Things That Happened Before the Earthquake



The director of photography, a stoner from Big Bear Mountain with bags under his eyes, sometimes failed to press Record. The sound guys occasionally forgot to mention the roaring helicopters disturbing the live recordings, and the script supervisor usually failed to notice when actors wore different outfits within the same scene, but my father was Zen and coated each disaster with a warm balm and a smile. He never got upset. The gods were finally on his side, he said. Things would fall into place because the film had a higher purpose, a life of its own. No matter what, this was it. He just knew it and led the way like a minister preaching about predestination and unquestionable success. His Italian-style superstitions were amplified by his equally Italian-style film quirks: As long as nobody wore purple and everyone kept a red plastic corno in their pocket, we’d be fine.

His dogmatic approach made us feel safe and our faith paid off. Variety ran an article about the film. The headline read: “Ancient Downtown Hotel Glory Revived by Independent Italo-American Production.” Something had clicked. We were gaining visibility. At night my father practiced his American slang in front of 90210 reruns so he could communicate better with his actors.

He talked back to Dylan McKay. “What’s up, man? Ma-an? You’re not cool. You’re not cooool. What’s up, dude? Dood? Dud?”

The importance of dude.

He wanted to be affable and laid-back and changed his wardrobe to project this. He paid for my mother to keep up her Meg Ryan cut and platinum blond hair, started going to the gym at five a.m. before work, and wore white sneakers and ball caps.

“That’s how they do it here. Have you ever seen Spielberg? He wears sweatpants for God’s sake. Sweatpants and fleece jackets and caps. I don’t know a director in Rome who would even get close to a fleece jacket. I threw my Church shoes out. I don’t want actors thinking I’m some kind of European snob. I want to be amiable and affable, dude.”

The Hollywood crowd he’d met through Max over the summer read the news in Variety and began to stop by the set to take a look at the film. Johnny Depp liked the premise so much, he came down for a cameo as the bellboy in an elevator scene. My father and Max took a Polaroid with him inside the elevator. They were right. Courting his agent and creating “the necessary compost,” as my father called it, was paying off.

The Hotel Alexandria had been magnificent and elegant during the silent-movie era, a witness to tap-dancing, smoky smiles, cupid lips, and brushed-out ringlets. Rudolph Valentino kept a suite there. Charlie Chaplin did improvisation sessions in the art deco lobby while Tom Mix rode in on his horse. It had been a wild place with luxurious rugs, marble columns, gold-leaf ceilings, and a mezzanine ballroom with a stained-glass skylight. Now it was a run-down dump. Only sinister tenants and ghosts lived here and this suddenly attracted film directors.

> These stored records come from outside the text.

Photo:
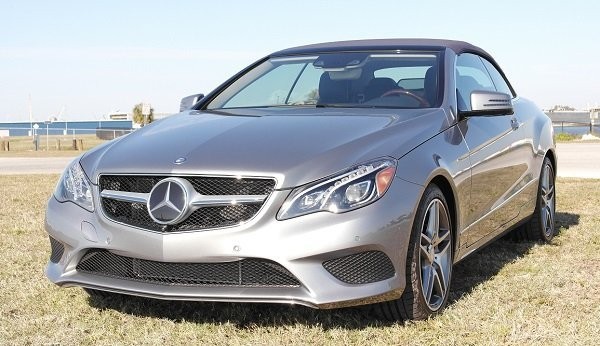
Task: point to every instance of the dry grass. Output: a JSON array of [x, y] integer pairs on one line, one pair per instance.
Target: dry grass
[[508, 293]]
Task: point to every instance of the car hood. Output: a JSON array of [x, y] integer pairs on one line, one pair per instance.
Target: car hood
[[294, 146]]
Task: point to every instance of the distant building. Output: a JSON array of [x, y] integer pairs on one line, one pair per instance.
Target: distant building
[[119, 116]]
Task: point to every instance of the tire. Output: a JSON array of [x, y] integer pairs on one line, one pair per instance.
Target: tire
[[541, 225], [428, 263]]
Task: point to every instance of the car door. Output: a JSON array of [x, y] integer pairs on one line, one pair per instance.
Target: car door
[[497, 163]]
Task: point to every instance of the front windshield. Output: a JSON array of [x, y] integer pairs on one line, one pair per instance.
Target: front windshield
[[400, 79]]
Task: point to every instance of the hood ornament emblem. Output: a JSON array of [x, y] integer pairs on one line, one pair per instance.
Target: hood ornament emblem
[[168, 202]]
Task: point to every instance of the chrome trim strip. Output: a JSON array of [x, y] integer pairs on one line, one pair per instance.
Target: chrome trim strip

The Italian horror cult director Dario Argento flew in from Rome. The Weinstein brothers at Miramax, who loved everything Italian and produced and distributed independent and foreign films, called to congratulate Ettore personally, baffled that it had taken an outsider’s eye to discover and revalue one of the city’s most precious lost treasures. They offered to take a look at the film once it was complete with a view toward distribution. My father and Max were thrilled. Members of the Huston family began to drop by during lunch breaks. Someone had spread the word about my mother’s Italian cooking and Mario Sorrenti, the rising-star fashion photographer who had shot Kate Moss in the Obsession campaign, picked the Alexandria as the location for his next shoot. The words whispered at home were “See? Visto? We made it!”

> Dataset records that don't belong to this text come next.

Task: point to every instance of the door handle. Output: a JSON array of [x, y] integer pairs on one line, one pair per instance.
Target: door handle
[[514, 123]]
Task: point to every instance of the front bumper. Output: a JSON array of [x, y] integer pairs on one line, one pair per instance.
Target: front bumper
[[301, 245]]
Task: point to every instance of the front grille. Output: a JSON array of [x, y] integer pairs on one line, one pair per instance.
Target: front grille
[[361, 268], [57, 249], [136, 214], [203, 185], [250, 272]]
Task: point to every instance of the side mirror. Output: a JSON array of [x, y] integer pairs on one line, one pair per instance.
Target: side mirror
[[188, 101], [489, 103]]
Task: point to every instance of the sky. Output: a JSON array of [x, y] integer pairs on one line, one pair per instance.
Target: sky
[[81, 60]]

I had never seen my parents so happy and confident. It made me tentatively happy. Encouraged by the general enthusiasm around her cooking, my mother started giving demonstrations in the hotel ballroom. The Tiffany stained-glass skylight had remained intact, refracting a hazy light. The room appeared even bigger thanks to the large golden mirrors that stood stoically inside the arched nooks, rotting around the edges. The hair-and-makeup junkies who normally fed on the edible balls that floated in their Orbitz soft drinks—“You, like, can drink and eat at the same time. It’s amazing,” they said—were particularly happy about Serena’s culinary crash courses. My mother looked at their purple bottles, horrified.

“That is not food.”

She set up her workstation on a steel countertop, wrapped an apron around her hips, and pulled on her reading glasses. The frames pushed her hair down next to her eyes like blinders, but she kept going.

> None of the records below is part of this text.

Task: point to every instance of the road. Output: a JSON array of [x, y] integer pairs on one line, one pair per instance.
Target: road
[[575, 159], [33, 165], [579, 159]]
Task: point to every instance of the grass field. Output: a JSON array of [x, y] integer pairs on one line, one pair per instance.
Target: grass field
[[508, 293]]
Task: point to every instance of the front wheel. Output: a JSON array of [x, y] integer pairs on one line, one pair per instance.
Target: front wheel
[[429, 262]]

She put a pot of water on the stove, peeled garlic cloves for the soffritto, then cleared her throat.

“Don’t fry the garlic! Don’t burn the garlic, just let the oil take on some of its flavor.”

Crew members stood by, looking at her with folded arms and tilted heads.

They loved Serena’s bluntness and even started cussing in Italian to prove their solidarity to the family. “Che cazzo!” or “Madonna mia!” they invoked every time something failed to work, which was often. As long as they were eating or cooking, they didn’t complain about late payments and disorganization. Unions were never contemplated. “SAG” was not uttered once.